Subject: | \s and \S should not collapse into . (nor should \w / \W or \d / \D) |
Hi David,
While reading the Regexp::Assemble documentation, I saw the following
paragraph:
It also knows about meta-characters than can "absorb" regular
characters. For instance, given "X\d" and "X5", it knows that 5 can be
represented by "\d" and so the assembly is just "X\d". The "absorbent"
meta-characters it deals with are ".", "\d", "\s" and "\W" and their
complements.
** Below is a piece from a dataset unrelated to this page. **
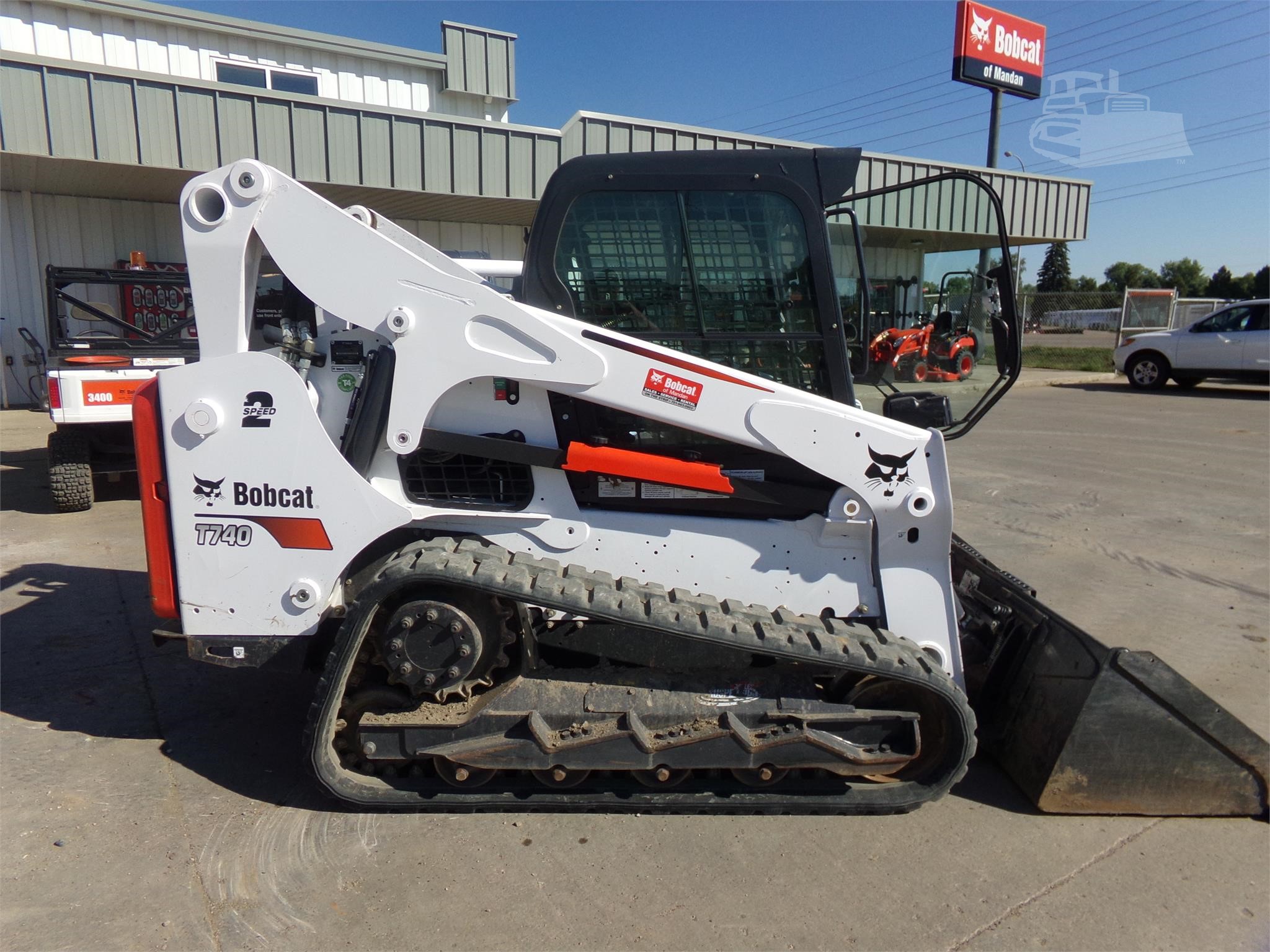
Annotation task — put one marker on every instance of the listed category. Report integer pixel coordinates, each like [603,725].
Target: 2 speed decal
[670,389]
[257,409]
It will replace "\d"/"\D", "\s"/"\S" and "\w"/"\W" by "."
(dot), and it will drop "\d" if "\w" is also present (as will "\D" in
the presence of "\W").
The fact that '\s' and '\S' are merged into '.' sounds like a bug to me,
as shows the following test script:
use strict;
use warnings;
use Test::More;
use Assemble;
# given a list of strings
my @str = ( 'a b', 'awb', 'a1b', 'bar', "a\nb" );
plan tests => 3 * @str;
for my $meta (qw( s w d )) {
# given a list of patterns
my @re = ( "a\\${meta}b", "a\\@{[uc$meta]}b" );
# produce an assembled pattern
my $re = Regexp::Assemble->new()->add(@re)->re();
# test it against the strings
for my $str (@str) {
# any match?
my $ok = '';
$str =~ $_ && ( $ok = 1 ) for @re;
# does the assemble regexp match as well?
my $ptr = $str;
$ptr =~ s/\\/\\\\/;
$ptr =~ s/\n/\\n/;
is( $str =~ $re,
$ok, "Assembled regexp behaves as the list for \\$meta
($ptr)" )
}
}
The execution produces (under Win32 and Linux):
1..15
ok 1 - Assembled regexp behaves as the list for \s (a b)
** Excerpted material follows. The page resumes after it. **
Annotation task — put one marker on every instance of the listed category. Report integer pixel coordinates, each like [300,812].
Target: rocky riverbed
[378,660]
ok 2 - Assembled regexp behaves as the list for \s (awb)
ok 3 - Assembled regexp behaves as the list for \s (a1b)
ok 4 - Assembled regexp behaves as the list for \s (bar)
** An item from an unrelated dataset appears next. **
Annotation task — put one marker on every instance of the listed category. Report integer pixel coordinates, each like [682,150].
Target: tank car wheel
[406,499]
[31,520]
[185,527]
not ok 5 - Assembled regexp behaves as the list for \s (a\nb)
# Failed test (ra.pl at line 30)
# got: ''
# expected: '1'
ok 6 - Assembled regexp behaves as the list for \w (a b)
ok 7 - Assembled regexp behaves as the list for \w (awb)
ok 8 - Assembled regexp behaves as the list for \w (a1b)
ok 9 - Assembled regexp behaves as the list for \w (bar)
not ok 10 - Assembled regexp behaves as the list for \w (a\nb)
# Failed test (ra.pl at line 30)
# got: ''
# expected: '1'
ok 11 - Assembled regexp behaves as the list for \d (a b)
ok 12 - Assembled regexp behaves as the list for \d (awb)
ok 13 - Assembled regexp behaves as the list for \d (a1b)
ok 14 - Assembled regexp behaves as the list for \d (bar)
not ok 15 - Assembled regexp behaves as the list for \d (a\nb)
# Failed test (ra.pl at line 30)
# got: ''
# expected: '1'
# Looks like you failed 3 tests of 15.
This simply shows that '.' is not the same as the assembly of \s and \S
(nor \w and \W, nor \d and \D), when one is not using the /s flag.
The patch is to produce '(?:.|\n)' instead of '.' when you cannot be sure
that the /s flag is enabled in the resulting regexp. In my opinion,
the only case when you replace such a combination with a '.' is when
the /s is explicitely set with the (?s:) construct. I don't know how it
works on different platforms that have different interpretations for
"\n".
Regards (and happy new year nonetheless),
-- BooK